Aimé Porteflamme ce jour-là hérita de tout ce que Kiril avait : Panache Service et la distillerie de Nectar Psychédélique à Dead End, et évidemment son chantier naval à Alvel et l'eternal pose pour y aller. Kiril ne garda que l'attrape-rêve.

Et puis ils se quittèrent après deux années et demi de grande camaraderie qui semblait avoir duré plus du double.

Kwaak kwaak kwaaak .

L'Attrape-Rêve avait accosté. Ils étaient arrivé sur une île qui paraissait faire la taille d'un monde entier. Pour le moment, l'heure était à la visite mais plus tôt, Kiril avait déjà repéré l'endroit qu'il voulait investir : le point culminant, au dessus de tout, c'était le meilleur positionnement, à priori, s'il voulait construire une habitation. Il se mettait en route et aucun animal ne l'attaqua sur son chemin. Ils étaient faibles, certes, mais surtout, ils avaient senti que l'âme et le cœur de cet homme n'appartenaient déjà plus à ce monde. Effrayés et désolés en même temps, ils décidèrent d'ignorer sa présence et de le laisser en paix.

Kwakwak-kwaaaak !

***


27 Février 1636

Cher amour,

Je voulais te dire que j'ai trouvé la colline cette fois-ci. La bonne. J'y ai construit la maison et que je t'y attends. Tu verras, il y a tout ce que tu voulais dedans. Bee m'a beaucoup aidé. Peut-être trouveras-tu cela étrange mais je crois que je le comprends parfaitement désormais. C'est comme s'il parlait directement à mon cœur.
Les premiers emplacement n'étaient pas les bons comme je te l'ai expliqué. Je te promets que cette fois-ci je ne me suis pas trompé. Alors viens vite me rejoindre.
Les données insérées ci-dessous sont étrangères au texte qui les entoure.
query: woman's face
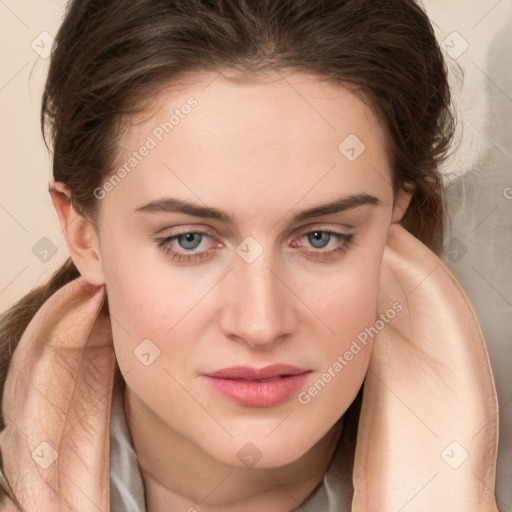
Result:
[95,73,400,467]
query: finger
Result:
[354,225,497,512]
[2,278,111,511]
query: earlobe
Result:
[48,182,105,285]
[391,186,413,224]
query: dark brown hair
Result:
[0,0,454,428]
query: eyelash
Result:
[155,229,354,263]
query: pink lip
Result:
[204,364,311,407]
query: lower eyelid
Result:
[156,229,354,259]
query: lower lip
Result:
[205,372,310,407]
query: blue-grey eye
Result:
[176,233,202,249]
[308,231,331,249]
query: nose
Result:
[221,253,298,350]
J'espère que tout se passe bien à Marie-Joie. Je ne reçois pas les nouvelles ici mais je suppose que tu dois être très occupée avec ton travail. C'est bien normal, n'est pas Végapunk qui veut. J'ai hâte de te revoir mais je saurai être patient. Je sais que tu viendras. C'est seulement que le monde a besoin de toi et de ton travail. D'ici là, je ferai tout pour que tout soit comme dans tes rêves. Tu verras qu'on ne m'appelle pas le meilleur charpentier du monde pour rien.

Je t'embrasse

K

En sept ans, Kiril Jeliev avait accumulé une collection impressionnante de lettres écrites à Lilou. Il lui écrivait peut-être une ou deux fois dans le mois et machinalement il les collait aux murs. Et puis il s'en allait construire d'autres choses, il imaginait des plans pour créer un système de chaleur permanente, pour faire venir l'eau courante et potable, etc. Bee lui apprenait les rudiments de l'ingénierie. Il était heureux de mieux comprendre ce que faisait Lilou lorsqu'elle appartenait aux Red Storms. Des fois, dans ses lettres, il lui expliquait ce qu'il avait appris, essayait de faire des plans de navires avec ce qu'il appelait "cette nouvelle technologie." Et le reste du temps, ignoré de toutes les formes de vie de l'Île qui le prenait pour une âme perdue, il reprenait la construction d'un bateau encore plus incroyable que le Kultuur des Saigneurs des Mers. Il savait que plus qu'ambitieux, son projet était impossible à achever tout seul. Ce n'était pas grave. Il avait accepté de mourir sans voir sa dernière création prendre vie. Il s'imaginait les bateaux qu'il avait construit naviguer sur les Blues, sur Grand Line, sur les mers du Nouveau Monde.

Kiril ne cesserait jamais complètement d'exister.